Last night’s dream:
I was in an airport, just waiting there for the ‘plane to be ready to start boarding and stuff. Tom Cruise came up to me and asked to see my passport. He said he thought I looked like “him”, and pointed to a picture on the wall of a criminal in a blurry surveillance-camera photo. I protested, Tom told me I had to stay there until the FBI had interviewed me. I made repeated attempts to make my flight but to no avail; every time I went to the desk they told me to wait for the FBI.
Fast forward, I’m “back” in the USA, talking to a guy who, it seems, was a former employer. I told him I would do half-price work for him (as some sort of scientist) in exchange for cash in hand.

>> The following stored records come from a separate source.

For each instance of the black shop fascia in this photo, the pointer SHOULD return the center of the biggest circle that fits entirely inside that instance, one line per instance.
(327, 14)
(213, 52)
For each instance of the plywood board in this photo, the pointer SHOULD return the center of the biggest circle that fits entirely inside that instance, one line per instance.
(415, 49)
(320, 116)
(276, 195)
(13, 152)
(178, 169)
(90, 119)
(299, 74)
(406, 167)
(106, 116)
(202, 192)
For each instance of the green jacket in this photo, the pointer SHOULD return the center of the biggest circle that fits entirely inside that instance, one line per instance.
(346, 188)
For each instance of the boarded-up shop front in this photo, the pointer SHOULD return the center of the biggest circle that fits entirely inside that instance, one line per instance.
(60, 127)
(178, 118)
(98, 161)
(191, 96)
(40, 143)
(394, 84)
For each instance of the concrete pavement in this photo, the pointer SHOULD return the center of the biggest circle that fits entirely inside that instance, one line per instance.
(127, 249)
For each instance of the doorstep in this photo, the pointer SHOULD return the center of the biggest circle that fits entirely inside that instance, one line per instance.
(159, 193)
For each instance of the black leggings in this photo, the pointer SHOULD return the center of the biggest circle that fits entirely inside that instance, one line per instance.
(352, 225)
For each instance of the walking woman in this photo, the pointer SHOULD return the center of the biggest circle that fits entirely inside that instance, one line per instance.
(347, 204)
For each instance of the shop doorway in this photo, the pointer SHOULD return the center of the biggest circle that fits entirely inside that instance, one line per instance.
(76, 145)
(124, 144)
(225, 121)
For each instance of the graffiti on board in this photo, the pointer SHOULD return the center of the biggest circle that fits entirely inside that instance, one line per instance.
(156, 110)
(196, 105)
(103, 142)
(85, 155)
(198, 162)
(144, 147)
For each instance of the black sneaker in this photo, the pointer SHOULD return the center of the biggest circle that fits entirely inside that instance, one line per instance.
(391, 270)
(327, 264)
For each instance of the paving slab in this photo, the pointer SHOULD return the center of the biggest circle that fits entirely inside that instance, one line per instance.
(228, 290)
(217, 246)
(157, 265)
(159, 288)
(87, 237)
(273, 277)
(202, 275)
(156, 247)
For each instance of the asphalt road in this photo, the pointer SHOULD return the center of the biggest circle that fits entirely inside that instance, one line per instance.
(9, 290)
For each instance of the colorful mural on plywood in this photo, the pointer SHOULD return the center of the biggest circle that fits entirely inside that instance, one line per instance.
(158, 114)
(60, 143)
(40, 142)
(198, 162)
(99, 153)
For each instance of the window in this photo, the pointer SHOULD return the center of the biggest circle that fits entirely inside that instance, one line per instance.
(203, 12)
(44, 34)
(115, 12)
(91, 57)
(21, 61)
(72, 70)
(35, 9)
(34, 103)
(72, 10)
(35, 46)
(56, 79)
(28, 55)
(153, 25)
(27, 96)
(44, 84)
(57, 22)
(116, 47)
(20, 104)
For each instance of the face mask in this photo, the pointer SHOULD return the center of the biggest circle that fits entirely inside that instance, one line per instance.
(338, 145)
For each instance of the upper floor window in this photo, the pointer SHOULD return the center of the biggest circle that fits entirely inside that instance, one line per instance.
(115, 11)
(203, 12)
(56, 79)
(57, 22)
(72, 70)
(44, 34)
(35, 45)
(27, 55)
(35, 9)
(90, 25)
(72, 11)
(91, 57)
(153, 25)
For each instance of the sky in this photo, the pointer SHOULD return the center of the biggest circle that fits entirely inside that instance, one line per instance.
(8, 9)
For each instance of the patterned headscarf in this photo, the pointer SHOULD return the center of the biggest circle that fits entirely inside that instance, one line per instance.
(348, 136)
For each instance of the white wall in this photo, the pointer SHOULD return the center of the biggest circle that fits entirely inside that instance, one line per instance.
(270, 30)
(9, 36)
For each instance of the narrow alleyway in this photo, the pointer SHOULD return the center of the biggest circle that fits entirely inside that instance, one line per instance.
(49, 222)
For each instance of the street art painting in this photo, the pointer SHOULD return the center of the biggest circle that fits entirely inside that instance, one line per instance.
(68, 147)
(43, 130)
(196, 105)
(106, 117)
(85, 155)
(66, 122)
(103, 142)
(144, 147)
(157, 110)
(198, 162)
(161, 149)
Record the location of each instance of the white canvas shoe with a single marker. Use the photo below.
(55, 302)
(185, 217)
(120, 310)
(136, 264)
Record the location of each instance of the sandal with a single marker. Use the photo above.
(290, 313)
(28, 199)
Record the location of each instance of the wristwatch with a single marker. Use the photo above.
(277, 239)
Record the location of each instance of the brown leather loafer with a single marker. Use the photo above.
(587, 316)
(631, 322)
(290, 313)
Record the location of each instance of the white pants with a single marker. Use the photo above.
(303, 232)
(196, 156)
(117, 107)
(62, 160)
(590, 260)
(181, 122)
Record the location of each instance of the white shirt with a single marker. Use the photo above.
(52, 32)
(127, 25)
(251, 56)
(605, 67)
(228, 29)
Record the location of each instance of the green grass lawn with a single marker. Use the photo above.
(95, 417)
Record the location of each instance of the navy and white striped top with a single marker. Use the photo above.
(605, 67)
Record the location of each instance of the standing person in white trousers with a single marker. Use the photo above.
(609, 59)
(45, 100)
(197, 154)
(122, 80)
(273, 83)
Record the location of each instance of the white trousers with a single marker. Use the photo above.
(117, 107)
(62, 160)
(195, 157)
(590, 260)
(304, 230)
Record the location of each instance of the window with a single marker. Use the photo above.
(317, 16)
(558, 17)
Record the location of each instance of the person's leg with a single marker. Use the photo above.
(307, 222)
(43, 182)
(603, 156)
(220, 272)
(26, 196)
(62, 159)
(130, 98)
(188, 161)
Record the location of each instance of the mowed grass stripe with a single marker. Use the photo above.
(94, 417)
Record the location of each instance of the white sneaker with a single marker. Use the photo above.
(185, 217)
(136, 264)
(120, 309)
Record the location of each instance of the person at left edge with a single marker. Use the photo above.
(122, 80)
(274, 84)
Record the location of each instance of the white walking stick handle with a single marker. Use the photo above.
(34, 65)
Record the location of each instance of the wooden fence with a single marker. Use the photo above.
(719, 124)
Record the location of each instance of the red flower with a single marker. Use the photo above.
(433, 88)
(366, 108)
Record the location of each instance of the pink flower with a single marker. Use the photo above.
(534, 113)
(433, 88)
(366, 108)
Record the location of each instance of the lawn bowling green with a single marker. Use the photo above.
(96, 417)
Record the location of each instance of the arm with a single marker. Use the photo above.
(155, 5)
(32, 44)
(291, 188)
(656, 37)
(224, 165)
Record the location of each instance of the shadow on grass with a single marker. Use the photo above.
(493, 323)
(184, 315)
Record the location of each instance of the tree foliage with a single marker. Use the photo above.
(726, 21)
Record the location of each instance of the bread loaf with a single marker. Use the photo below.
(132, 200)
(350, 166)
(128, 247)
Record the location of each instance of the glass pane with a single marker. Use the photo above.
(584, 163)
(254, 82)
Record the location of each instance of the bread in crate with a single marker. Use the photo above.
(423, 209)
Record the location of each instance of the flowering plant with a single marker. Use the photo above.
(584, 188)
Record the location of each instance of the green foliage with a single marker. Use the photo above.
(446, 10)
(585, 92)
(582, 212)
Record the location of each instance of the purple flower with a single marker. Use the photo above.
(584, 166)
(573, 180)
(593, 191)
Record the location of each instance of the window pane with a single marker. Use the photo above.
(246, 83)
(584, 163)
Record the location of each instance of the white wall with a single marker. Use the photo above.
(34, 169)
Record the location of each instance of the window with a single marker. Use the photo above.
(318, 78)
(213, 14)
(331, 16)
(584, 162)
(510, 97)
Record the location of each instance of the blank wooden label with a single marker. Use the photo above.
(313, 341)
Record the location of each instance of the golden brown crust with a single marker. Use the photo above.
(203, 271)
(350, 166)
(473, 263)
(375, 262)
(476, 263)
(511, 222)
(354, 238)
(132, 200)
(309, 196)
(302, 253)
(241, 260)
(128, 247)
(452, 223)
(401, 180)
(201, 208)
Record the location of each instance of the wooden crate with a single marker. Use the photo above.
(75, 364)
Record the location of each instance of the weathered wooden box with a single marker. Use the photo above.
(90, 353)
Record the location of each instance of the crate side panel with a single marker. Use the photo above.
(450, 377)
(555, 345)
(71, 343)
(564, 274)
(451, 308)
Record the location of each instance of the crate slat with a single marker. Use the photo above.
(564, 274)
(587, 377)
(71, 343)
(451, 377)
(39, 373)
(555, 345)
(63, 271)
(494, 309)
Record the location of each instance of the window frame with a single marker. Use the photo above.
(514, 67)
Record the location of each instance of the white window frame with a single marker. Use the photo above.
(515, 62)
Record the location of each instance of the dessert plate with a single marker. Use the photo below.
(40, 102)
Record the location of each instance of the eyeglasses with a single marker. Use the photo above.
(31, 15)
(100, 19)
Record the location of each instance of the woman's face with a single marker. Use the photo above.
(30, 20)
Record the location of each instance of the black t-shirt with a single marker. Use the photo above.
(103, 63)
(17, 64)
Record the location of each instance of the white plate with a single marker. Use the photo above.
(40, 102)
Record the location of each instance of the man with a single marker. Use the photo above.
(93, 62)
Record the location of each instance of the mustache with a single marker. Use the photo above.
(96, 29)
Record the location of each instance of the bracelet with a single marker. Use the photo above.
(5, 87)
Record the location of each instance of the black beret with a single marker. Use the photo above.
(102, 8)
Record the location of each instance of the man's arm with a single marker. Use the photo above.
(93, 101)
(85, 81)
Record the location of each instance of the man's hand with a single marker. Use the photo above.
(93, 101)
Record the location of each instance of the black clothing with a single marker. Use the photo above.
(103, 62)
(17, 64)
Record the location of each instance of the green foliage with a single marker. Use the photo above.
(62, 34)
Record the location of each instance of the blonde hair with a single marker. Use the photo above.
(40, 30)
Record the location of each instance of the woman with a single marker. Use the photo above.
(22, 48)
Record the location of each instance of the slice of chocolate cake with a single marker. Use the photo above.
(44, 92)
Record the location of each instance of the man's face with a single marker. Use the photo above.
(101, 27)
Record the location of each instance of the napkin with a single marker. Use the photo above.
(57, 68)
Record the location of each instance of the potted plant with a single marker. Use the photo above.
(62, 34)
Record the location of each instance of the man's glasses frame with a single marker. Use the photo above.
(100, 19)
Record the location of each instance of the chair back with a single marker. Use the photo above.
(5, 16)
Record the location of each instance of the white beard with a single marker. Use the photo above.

I was living at a lodging house. My real-life ex-flatmate was the landlord and a real-life family I know were living in the attic. An guy I knew at college was my room mate. He was a DJ, (still is, it seems), and was playing me some records when, for want of a better word, snot came out of my nose. It wouldn’t stop. It came out as a solid tube, kind of like a very long icicle. It kept coming and coming and eventually, I laid it out flat along the skirting board and it went around two sides of the room. My scientist boss came by and got excited when he saw it. He got out a machine – like a geiger counter or something – and took some readings. Then held a microphone to the snot and we heard that it made a humming noise. Then he told me that it had low “ayan” content and high “bayan” content, and look, if he switched on this UV light you could see that it had neon in it.
Next thing, I’m sat on a balcony with my feet resting on a wheelie bin. My feet keep leaving black marks on the bin like a bicycle tyre does on a white-washed wall. My feet were hot. Just before I woke up, I realised my feet were melting.
Some of that makes sense. Last night I read an email from a friend about her boyfriend who’d been held by the immigration people in the UK and subsequently deported (a very sad story that makes me deeply ashamed of my country). “Bayan” is a word I saw a lot in Istanbul over the doors to ladies toilets. Tom Cruise? Well, you can’t move on the internet these days without seeing pics of him and her out of Dawson’s Creek, can you? And, okay, it’s possible I might’ve picked my nose in bed last night, but as for the rest: no idea at all.